The struggle pertains to the fate of areas within Area C, which is under Israeli security control, and it is being waged with a profound understanding of both Israel’s legal system and of the international community: Indeed, it appears the Palestinians have learned all that there is to be learned from the longstanding activity undertaken by Ze’ev “Zambish” Hever, secretary-general of Amana, the construction arm of the settlement movement. These also appear to be issues that Yair Lapid will have no choice but to engage with from this point onward, his well-stated preference for dealing with domestic-civilian issues notwithstanding.
Ticking security clock
The security-diplomatic clock continues to run even during periods of governmental transition. On Wednesday, Netanyahu convened an urgent meeting with heads of the security apparatus concerning developments in Syria, focusing on the possibility that the Assad regime could lose control of its chemical-weapon arsenals. The defense minister was not on hand; Ehud Barak had flown to Switzerland to take part in the Davos economic forum after having cast his ballot. He didn’t wait to hear the results of the exit polls.

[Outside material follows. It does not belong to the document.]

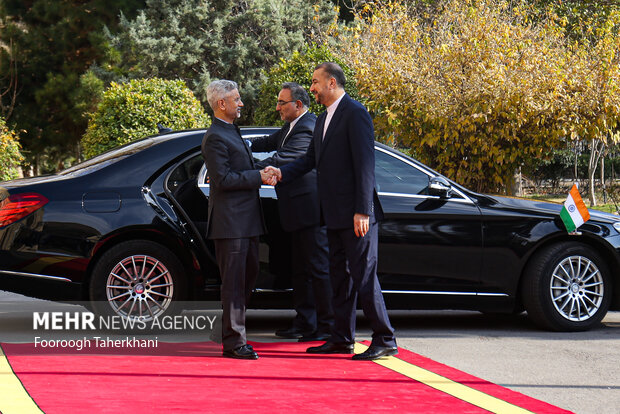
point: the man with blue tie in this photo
(298, 206)
(342, 152)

En route, Barak managed at the last minute to stop the new IDF deputy chief of staff, Maj. Gen. Gadi Eizenkot, from participating in a conference on “Limitations in the Deployment of Military Force,” scheduled to be held at the Interdisciplinary Center, Herzliya the day after the election. The defense minister’s office explained that senior IDF officers should not make public pronouncements during the sensitive election season. The IDF General Staff took the blame for the incident, indicating that it had been late in forwarding the request for approval of Eizenkot’s participation to the minister’s office. All in all, no terrible damage was done: There appear to be only a few weeks left for mishaps of this sort to occur.

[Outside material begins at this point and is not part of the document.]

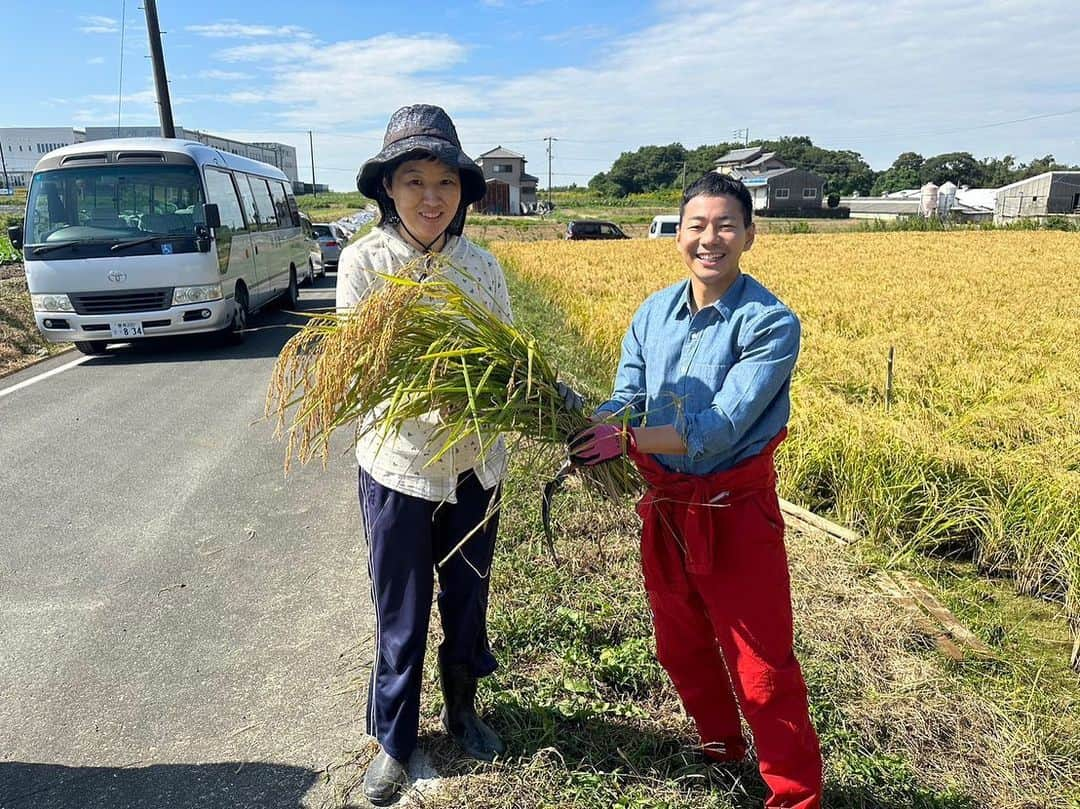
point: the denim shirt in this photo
(720, 376)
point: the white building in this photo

Despite the absence of Eizenkot, the Herzliya event, held in memory of the late former chief of staff Amnon Lipkin-Shahak, was interesting. Three retired major generals − Dan Harel, Yishai Beer and Ami Ayalon, all of whom had served under Lipkin-Shahak − spoke openly about Israel’s strategic environment.
Harel said his experience indicates that top IDF officers are acutely conscious of the limits of military power. “Many times the army rejected far-reaching proposals for actions: It presented possible consequences of such actions, and recommended that a different course be taken. In a large portion of such cases, its opinion was accepted,” he stated. Deterrence, Harel added, is an ephemeral concept. “It has the same quality as a lemon popsicle in the desert: It melts, and in the end you are left with only the stick.”
Beer, a law professor who earlier expressed his opposition to an Israeli bomb attack on Iran’s nuclear facilities in an interview with Haaretz, claimed that “a war of choice has no moral or legal legitimacy, and lacks wisdom.”
Philosophy professor Moshe Halbertal spoke strongly, recalling his own experiences during the first Lebanon War. He argued that leaders require humility when they order the use of force. “Life is not a laboratory experiment,” he reflected. “It has unexpected consequences.”
Such ruminations should provide food for thought for the soon-to-be policy-makers from Yesh Atid, although they were likely catching up on some sleep after their historic victory while this symposium was taking place. Hard choices, dilemmas and equivocation of the sort the conference participants discussed, from the West Bank to Lebanon, although hopefully not to Iran, are liable to engage them during the next four years.